Rate Limits

Understanding API Rate Limits

Rate limits restrict how many API requests you can make within a given time window. These limits prevent abuse, ensure fair resource allocation across all customers, protect API infrastructure from overload, and encourage efficient API usage patterns.

Understanding Rate Limits

Without rate limits, a misbehaving integration could overwhelm the API with excessive requests, degrading performance for all users.
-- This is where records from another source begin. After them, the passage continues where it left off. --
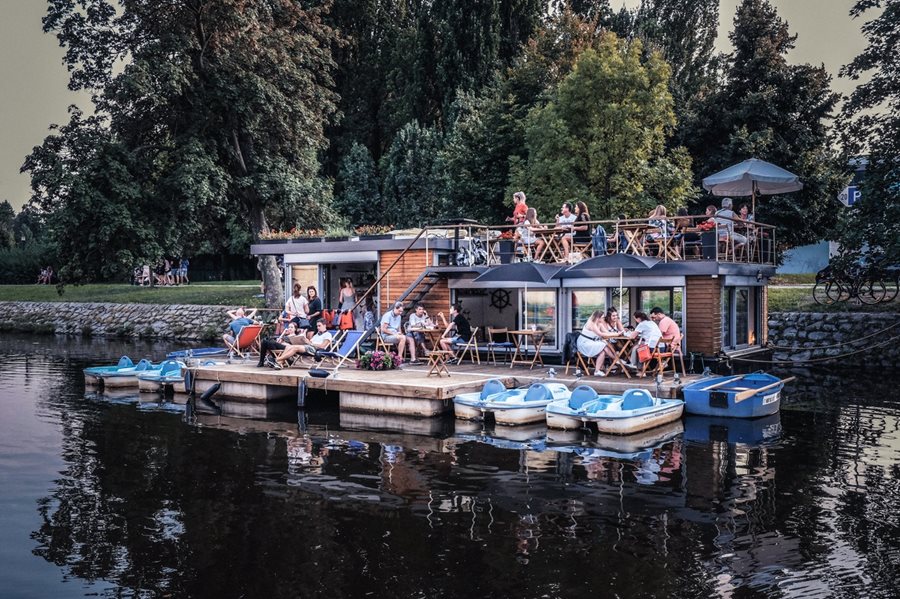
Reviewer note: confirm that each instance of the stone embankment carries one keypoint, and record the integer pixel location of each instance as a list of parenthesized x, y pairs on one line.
[(803, 336), (115, 320)]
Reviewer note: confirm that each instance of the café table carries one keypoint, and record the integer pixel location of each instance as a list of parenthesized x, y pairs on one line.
[(521, 340), (626, 343)]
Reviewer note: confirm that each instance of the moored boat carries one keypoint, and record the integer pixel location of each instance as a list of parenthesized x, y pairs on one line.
[(513, 406), (634, 411), (741, 396), (92, 374), (170, 373)]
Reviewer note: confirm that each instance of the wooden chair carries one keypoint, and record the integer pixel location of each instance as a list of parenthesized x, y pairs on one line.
[(661, 358), (247, 341), (471, 346), (493, 335)]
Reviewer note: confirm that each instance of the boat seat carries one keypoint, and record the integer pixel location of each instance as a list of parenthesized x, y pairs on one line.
[(580, 396), (538, 392), (492, 387), (634, 399)]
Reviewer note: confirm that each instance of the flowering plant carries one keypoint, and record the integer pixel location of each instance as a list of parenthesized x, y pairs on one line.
[(379, 360), (372, 229)]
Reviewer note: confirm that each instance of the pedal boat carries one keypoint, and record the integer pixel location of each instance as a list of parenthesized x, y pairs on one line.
[(509, 407), (743, 396), (634, 411)]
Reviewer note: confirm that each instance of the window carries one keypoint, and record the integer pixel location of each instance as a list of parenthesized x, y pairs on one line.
[(584, 302), (540, 309)]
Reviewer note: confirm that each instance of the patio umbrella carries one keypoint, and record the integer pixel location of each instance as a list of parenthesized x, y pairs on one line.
[(752, 177), (520, 272), (599, 266)]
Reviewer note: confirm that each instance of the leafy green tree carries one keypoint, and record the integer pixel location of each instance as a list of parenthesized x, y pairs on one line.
[(218, 115), (359, 198), (768, 109), (412, 180), (871, 121), (601, 139)]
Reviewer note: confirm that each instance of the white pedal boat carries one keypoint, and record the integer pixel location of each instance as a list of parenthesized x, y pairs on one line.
[(509, 407), (634, 411)]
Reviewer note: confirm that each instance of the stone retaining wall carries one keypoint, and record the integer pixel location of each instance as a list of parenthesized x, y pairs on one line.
[(813, 335), (115, 320)]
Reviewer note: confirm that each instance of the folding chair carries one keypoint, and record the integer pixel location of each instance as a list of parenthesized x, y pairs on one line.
[(470, 346), (349, 346), (247, 341), (493, 344), (662, 357)]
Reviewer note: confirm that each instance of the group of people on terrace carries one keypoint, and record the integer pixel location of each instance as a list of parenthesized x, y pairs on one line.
[(572, 236)]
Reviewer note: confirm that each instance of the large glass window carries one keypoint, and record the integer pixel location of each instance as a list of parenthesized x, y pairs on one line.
[(539, 309), (584, 302)]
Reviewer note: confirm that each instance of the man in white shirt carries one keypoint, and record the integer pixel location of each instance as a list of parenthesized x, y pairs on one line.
[(648, 333), (321, 340)]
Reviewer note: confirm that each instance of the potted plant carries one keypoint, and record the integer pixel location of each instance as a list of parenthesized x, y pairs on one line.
[(378, 360), (373, 232)]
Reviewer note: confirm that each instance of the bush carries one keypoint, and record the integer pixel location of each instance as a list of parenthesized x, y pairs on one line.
[(21, 265)]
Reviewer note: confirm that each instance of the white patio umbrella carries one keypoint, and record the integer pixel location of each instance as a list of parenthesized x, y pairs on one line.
[(752, 177)]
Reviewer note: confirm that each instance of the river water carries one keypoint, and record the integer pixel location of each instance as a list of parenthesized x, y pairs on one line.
[(127, 496)]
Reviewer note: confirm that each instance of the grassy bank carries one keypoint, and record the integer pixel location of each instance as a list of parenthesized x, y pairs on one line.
[(227, 293)]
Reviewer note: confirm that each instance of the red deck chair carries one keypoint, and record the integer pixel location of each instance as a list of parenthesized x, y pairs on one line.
[(247, 341)]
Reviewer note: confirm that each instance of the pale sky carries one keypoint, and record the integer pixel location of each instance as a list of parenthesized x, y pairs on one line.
[(35, 94)]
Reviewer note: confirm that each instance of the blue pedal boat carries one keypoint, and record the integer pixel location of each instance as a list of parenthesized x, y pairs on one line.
[(740, 396), (510, 407), (634, 411), (170, 373), (92, 374)]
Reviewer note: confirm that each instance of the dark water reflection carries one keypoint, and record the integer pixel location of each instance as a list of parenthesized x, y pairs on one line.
[(130, 496)]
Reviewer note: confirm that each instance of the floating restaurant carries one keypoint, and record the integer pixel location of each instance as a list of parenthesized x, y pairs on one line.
[(714, 287)]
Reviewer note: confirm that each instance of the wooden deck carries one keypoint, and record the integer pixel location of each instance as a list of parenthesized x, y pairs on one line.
[(403, 387)]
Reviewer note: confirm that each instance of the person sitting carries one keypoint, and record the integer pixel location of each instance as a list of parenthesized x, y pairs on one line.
[(648, 333), (391, 321), (417, 320), (591, 342), (279, 343), (321, 340), (455, 332), (668, 328), (239, 319), (297, 308), (725, 222)]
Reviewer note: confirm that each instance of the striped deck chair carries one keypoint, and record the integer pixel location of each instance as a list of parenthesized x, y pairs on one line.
[(247, 341), (349, 348)]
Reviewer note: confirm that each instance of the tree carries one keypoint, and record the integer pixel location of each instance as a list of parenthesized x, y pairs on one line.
[(412, 185), (359, 199), (601, 139), (218, 111), (871, 120), (768, 109)]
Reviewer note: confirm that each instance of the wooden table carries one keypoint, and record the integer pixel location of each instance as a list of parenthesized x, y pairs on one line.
[(627, 343), (552, 239), (520, 355)]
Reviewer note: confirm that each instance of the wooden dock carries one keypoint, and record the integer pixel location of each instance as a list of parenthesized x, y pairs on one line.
[(405, 391)]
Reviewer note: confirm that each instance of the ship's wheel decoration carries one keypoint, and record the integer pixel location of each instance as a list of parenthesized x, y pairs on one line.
[(500, 299)]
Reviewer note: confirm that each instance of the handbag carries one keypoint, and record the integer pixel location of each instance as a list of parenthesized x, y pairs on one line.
[(644, 353)]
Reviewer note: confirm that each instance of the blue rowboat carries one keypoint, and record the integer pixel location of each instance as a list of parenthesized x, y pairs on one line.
[(634, 411), (199, 352), (92, 374), (741, 396), (510, 407)]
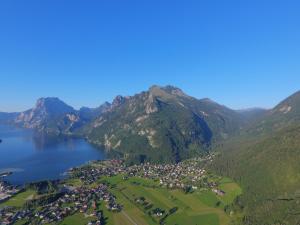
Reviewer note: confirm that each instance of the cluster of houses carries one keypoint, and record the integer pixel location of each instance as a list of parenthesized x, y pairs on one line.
[(74, 200), (183, 175), (7, 191), (85, 199)]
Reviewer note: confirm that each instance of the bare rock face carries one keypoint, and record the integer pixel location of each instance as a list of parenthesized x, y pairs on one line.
[(119, 100), (150, 106), (46, 110)]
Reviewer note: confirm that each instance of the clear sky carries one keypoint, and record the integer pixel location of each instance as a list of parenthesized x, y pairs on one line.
[(238, 53)]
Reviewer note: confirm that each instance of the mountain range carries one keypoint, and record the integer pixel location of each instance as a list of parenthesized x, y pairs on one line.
[(160, 124), (258, 148)]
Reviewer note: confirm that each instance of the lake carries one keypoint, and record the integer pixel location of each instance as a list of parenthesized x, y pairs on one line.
[(32, 156)]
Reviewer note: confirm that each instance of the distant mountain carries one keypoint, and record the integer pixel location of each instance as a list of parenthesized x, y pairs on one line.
[(265, 161), (49, 115), (252, 114), (89, 114), (7, 117), (163, 124)]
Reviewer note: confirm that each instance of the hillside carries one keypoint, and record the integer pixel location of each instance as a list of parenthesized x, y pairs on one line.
[(163, 124), (53, 116), (265, 161)]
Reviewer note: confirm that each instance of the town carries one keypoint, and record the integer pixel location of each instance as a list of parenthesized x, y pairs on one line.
[(85, 198)]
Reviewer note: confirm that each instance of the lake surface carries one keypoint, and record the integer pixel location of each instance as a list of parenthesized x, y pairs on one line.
[(33, 157)]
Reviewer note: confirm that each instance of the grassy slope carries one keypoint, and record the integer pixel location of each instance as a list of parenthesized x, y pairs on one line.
[(268, 170), (19, 200), (196, 208)]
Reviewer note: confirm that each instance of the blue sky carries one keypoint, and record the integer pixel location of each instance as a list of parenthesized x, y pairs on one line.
[(238, 53)]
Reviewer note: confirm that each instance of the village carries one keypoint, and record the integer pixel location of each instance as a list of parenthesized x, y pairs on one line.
[(7, 191), (86, 198)]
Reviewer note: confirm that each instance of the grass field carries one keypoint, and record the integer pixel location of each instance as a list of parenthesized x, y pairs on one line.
[(77, 219), (19, 199), (197, 208)]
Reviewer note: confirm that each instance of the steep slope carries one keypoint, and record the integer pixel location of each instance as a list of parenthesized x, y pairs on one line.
[(163, 124), (265, 161), (252, 115), (7, 118), (48, 115), (51, 115), (286, 113)]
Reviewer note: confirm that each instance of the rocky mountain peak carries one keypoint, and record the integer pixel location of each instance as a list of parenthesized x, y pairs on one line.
[(119, 100)]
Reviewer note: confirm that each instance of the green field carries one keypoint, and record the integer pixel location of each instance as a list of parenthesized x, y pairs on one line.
[(77, 219), (19, 199), (197, 208)]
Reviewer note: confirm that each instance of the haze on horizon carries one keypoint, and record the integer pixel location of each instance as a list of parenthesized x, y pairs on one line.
[(240, 54)]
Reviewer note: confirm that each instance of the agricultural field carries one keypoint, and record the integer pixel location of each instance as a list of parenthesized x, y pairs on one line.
[(19, 199), (140, 197)]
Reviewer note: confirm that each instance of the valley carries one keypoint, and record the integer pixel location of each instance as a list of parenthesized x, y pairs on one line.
[(109, 192)]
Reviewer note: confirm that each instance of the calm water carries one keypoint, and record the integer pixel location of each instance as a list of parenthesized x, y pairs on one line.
[(34, 157)]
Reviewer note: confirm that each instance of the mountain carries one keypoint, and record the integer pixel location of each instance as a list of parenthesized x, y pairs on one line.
[(7, 117), (163, 124), (252, 114), (265, 161), (89, 114), (49, 114)]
Rate limits create a fair, stable environment where everyone has reliable API access.

Rate Limit Tiers

Different account tiers have different rate limits:

Free Tier

• 100 requests per minute
• 10,000 requests per day

Suitable for development, testing, and small-scale applications

Professional Tier

• 500 requests per minute
• 50,000 requests per day

Suitable for most production applications and integrations

Business Tier

• 1,000 requests per minute
• 100,000 requests per day

Suitable for high-volume integrations and multiple concurrent applications

Enterprise Tier

• Custom limits negotiated based on needs
• Dedicated rate limit pools
• Priority API access

Suitable for large-scale operations with high API demand

Rate limits apply per API key. If you have multiple keys, each has independent rate limits allowing parallel usage without conflicts.

Rate Limit Headers

Every API response includes headers showing your current rate limit status:

X-RateLimit-Limit: 500
X-RateLimit-Remaining: 487
X-RateLimit-Reset: 1705320000

Header Meanings:

• X-RateLimit-Limit - Maximum requests allowed in current window (500 per minute for this key)
• X-RateLimit-Remaining - Requests remaining in current window (487 requests left)
• X-RateLimit-Reset - Unix timestamp when the rate limit window resets (January 15, 2025 at 10:40:00 UTC)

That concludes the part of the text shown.